With central banks across Asia are racing to develop their own central bank digital currencies (CBDCs), it is often China that gets all the glory. With its advanced pilot schemes and widespread trials, casual observers could be forgiven for thinking China is leading the way.
In reality, it is its smaller regional neighbor, Cambodia, that has pulled out in front of the 60-plus central banks working on CBDCs. For Cambodia, the incentive is there from more than just a technological standpoint—the country is determined to break the dollarization of its economy which sees the US dollar circulate widely through the local economy, as well as its own currency, the riel.

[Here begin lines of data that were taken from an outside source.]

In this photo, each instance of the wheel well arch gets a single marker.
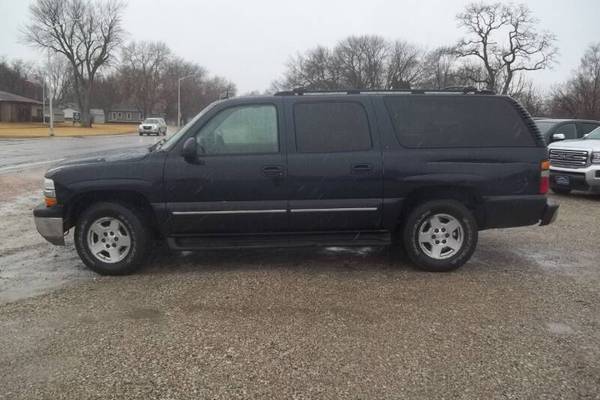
(468, 196)
(129, 198)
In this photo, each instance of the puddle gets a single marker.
(558, 328)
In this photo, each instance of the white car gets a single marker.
(575, 164)
(153, 126)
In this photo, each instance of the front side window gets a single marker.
(324, 127)
(587, 127)
(248, 129)
(431, 121)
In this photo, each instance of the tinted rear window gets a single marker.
(457, 121)
(331, 127)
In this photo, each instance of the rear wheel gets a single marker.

Cambodia is only the second country anywhere in the world to have launched a central bank digital currency, with its Bakong currency going live in October 2020. Developed by the National Bank of Cambodia in partnership with Japanese blockchain company Soramitsu, the project was originally seen as a way of uniting the disjointed payment systems in the country.
Chea Serey, general director of the NBC and the project lead, said that the original intention was to deliver better systems for Cambodia.
“Bakong started sort of as a willingness to connect up the fragmented payment systems in Cambodia.”
Today, the system reaches some 5.9 million users, with some $500 million in transaction volumes passed through the currency in 2021 alone.
Describing the jump in user numbers as “quite satisfying to see,” Serey said the pandemic had also given more impetus to users to adopt more digital payments and systems. “The circumstance was ripe for people to switch to using a more digital medium.”
While Serey noted the dollar had been beneficial to the Cambodian economy in the past, the hope now is that the shift to the Bakong will help end this reliance on the dollar, while boosting economic growth within Cambodia.